Tarana Burke, founder of #MeToo Movement.Black women and girls face higher risks of sexual violence than their white counterparts. For instance, national studies show that Black females are more likely than white females to be raped or sexually assaulted by intimate partners. Black girls and women also face an intersectional array of obstacles in their daily lives, including racism, sexism, economic and educational inequalities, and threats to their physical and mental wellbeing.

When activist and sexual assault survivor Tarana Burke coined the phrase “Me Too” in 2006, she aimed to raise awareness of the pervasive sexual violence that women and girls, particularly women and girls of color, face in our society. More than a decade after “Me Too” was first used, the #MeToo Movement has taken the world by storm, but is it representing the experiences of Black women and girls?

In a special “Me Too” issue of the journal Rejoinder from the Institute for Research on Women at Rutgers University, WCW researchers LaShawnda Lindsay, Ph.D., research scientist, Linda M. Williams, Ph.D., senior research scientist and director of the Justice and Gender-Based Violence Research Initiative (JGBVR), and Judith Jackson-Pomeroy, Ph.D., research associate with JGBVR, explore how Black women and girls are coping with sexual violence and whether social media movements like #MeToo show the nuances of the lives of Black women and girls who survive sexual violence.

To better understand how Black women and girls deal with sexual violence, the researchers look at justice system involvement.
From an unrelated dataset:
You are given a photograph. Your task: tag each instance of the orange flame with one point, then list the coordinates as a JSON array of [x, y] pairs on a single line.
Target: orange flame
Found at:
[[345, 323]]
Black women are less likely to report sexual violence to law enforcement. Why? The researchers propose that negative prior experiences and perceptions that Black people are treated unfairly by the justice system play into the decision.

“To understand the decision-making process that Black girls and women use to negotiate the nuances of their lives and come forward with a report of sexual assault in the #metoo era requires a more comprehensive understanding of their socio-political experiences,” write Lindsay, Williams, and Jackson-Pomeroy.

Social media has offered some view of these experiences, the researchers argue. Social media brought attention to the case of Cyntoia Brown, a Black female teen who was forced into sex trafficking and sentenced to life in prison for killing a man who paid her for sex.

Celebrities and Black Lives Matter activists used #Clemency4CyntoiaBrown to draw attention to the complex intersection of victimization and criminalization in the lives of women and girls like Brown. Following the attention, Brown was granted clemency, but the researchers claim supporters of the #MeToo Movement were “virtually silent” on Brown’s case.

Going forward, Lindsay, Williams, and Jackson-Pomeroy suggest the #MeToo Movement can do more to center the stories of Black women and girls. “We must create safe spaces that encourage Black women and girls to explain, in their own voices, their experience of sexual assault,” they write.